Retinoic acids acting through retinoid receptors protect hippocampal neurons from oxygen-glucose deprivation-mediated cell death by inhibition of c-jun-N-terminal kinase and p38 mitogen-activated protein kinase.

Retinoic acids (RAs), including all-trans retinoic acid (ATRA) and 9-cis retinoic acid (9-cis RA), play fundamental roles in a variety of physiological events in vertebrates, through their specific nuclear receptors: retinoic acid receptor (RAR) and retinoid X receptor (RXR). Despite the physiological importance of RA, their functional significance under pathological conditions is not well understood. We examined the effect of ATRA on oxygen/glucose-deprivation/reperfusion (OGD/Rep)-induced neuronal damage in cultured rat hippocampal slices, and found that ATRA significantly reduced neuronal death. The cytoprotective effect of ATRA was observed not only in cornu ammonis (CA) 1 but also in CA2 and dentate gyrus (DG), and was attenuated by selective antagonists for RAR or RXR. By contrast, in the CA3 region, no protective effects of ATRA were observed.
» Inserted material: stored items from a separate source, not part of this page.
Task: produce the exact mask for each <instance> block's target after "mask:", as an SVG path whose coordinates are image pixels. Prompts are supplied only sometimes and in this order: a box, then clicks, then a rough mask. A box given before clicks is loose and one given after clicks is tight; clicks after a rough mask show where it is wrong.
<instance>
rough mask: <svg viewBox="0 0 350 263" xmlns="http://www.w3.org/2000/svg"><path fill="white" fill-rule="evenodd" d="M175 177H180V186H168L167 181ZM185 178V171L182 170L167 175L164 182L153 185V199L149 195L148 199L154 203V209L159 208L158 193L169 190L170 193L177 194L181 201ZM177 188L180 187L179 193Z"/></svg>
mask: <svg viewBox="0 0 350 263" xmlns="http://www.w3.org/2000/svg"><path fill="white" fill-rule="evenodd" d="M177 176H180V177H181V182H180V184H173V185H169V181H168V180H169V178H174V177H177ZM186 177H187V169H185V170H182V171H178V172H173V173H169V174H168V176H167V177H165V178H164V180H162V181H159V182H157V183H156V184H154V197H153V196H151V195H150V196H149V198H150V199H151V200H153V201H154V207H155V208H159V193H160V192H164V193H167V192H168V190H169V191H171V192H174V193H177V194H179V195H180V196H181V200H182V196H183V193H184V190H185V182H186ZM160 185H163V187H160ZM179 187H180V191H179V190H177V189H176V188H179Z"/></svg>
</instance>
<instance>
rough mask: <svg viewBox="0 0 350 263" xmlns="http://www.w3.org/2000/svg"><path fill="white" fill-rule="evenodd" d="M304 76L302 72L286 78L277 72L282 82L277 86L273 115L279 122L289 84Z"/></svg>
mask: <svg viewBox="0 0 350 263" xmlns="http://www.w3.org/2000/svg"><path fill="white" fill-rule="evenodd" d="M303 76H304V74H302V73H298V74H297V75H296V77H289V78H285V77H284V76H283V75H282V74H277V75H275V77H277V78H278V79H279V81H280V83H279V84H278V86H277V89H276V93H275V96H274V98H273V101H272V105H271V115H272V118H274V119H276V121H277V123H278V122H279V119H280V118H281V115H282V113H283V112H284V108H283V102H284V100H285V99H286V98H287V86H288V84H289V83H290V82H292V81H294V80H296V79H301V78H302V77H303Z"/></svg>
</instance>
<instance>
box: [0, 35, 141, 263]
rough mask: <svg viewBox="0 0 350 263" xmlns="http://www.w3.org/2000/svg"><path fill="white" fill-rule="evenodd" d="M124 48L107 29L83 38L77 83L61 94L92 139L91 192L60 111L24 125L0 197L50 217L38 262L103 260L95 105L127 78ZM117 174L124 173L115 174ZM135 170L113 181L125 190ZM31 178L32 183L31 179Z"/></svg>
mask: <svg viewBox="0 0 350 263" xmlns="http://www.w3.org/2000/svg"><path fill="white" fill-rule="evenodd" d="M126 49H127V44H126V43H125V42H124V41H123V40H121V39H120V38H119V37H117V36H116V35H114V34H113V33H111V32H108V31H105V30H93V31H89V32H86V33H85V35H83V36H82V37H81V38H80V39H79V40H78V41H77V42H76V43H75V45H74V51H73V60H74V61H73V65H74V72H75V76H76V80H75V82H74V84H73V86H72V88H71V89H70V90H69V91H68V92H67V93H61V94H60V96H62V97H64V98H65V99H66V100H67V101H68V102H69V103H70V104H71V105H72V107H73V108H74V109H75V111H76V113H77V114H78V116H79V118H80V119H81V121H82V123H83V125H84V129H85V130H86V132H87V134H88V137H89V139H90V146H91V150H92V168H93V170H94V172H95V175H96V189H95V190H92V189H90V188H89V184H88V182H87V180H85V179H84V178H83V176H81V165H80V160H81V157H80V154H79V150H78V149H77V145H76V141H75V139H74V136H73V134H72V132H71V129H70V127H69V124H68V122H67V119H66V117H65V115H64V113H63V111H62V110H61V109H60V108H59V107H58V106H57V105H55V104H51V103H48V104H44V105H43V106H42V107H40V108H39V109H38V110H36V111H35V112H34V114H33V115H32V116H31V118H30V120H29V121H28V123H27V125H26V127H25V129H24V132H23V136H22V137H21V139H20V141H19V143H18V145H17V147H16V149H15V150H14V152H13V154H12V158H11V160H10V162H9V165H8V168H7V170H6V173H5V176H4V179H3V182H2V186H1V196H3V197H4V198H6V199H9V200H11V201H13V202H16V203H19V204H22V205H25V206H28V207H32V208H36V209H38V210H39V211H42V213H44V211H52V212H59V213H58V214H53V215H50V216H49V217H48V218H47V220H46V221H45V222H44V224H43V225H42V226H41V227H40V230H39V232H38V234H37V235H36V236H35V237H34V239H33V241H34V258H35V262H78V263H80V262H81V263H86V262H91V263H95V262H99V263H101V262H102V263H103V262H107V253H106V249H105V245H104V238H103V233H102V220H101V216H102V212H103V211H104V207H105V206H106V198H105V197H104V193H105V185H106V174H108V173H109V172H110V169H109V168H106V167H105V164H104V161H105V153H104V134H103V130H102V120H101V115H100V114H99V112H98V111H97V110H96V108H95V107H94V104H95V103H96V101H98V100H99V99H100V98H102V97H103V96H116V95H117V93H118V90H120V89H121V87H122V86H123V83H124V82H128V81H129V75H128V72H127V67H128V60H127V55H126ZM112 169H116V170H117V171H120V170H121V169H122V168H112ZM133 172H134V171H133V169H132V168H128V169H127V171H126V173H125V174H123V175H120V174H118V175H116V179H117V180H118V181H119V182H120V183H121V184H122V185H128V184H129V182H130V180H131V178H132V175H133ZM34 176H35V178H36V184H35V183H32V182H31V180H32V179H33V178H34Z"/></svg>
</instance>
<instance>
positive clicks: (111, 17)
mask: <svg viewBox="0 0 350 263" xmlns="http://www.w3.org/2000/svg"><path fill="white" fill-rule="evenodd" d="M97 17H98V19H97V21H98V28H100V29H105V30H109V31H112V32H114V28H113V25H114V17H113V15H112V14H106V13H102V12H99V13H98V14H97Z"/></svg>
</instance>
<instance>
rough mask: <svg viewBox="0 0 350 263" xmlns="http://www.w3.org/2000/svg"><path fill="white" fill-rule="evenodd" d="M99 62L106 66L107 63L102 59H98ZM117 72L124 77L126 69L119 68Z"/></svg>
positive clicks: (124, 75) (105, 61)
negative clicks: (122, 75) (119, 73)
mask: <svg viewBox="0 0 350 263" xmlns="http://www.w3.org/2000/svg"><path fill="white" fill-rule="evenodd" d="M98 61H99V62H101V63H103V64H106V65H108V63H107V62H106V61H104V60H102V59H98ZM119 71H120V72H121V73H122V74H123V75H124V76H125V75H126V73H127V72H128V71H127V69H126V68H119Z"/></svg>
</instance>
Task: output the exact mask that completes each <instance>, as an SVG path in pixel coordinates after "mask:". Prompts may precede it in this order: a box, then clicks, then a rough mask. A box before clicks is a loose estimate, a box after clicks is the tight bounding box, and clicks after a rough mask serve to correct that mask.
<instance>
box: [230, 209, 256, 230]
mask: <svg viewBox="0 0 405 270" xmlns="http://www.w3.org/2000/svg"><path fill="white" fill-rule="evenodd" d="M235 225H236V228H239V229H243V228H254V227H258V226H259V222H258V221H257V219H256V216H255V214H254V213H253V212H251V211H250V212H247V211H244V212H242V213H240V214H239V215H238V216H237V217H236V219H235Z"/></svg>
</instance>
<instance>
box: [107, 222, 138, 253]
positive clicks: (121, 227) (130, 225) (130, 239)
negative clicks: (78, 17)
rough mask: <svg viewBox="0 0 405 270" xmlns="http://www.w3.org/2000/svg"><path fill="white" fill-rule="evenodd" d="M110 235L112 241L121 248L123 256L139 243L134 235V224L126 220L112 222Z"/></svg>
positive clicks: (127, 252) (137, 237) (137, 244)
The OGD/Rep also increased phosphorylated forms of c-jun-N-terminal kinase (P-JNK) and p38 (P-p38) in hippocampus, and specific inhibitors for these kinases protected neurons. ATRA prevented the increases in P-JNK and P-p38 after OGD/Rep, as well as the decrease in NeuN and its shrinkage, all of which were inhibited by antagonists for RAR or RXR. These findings suggest that the ATRA signaling via retinoid receptors results in the inhibition of JNK and p38 activation, leading to the protection of neurons against OGD/Rep-induced damage in the rat hippocampus.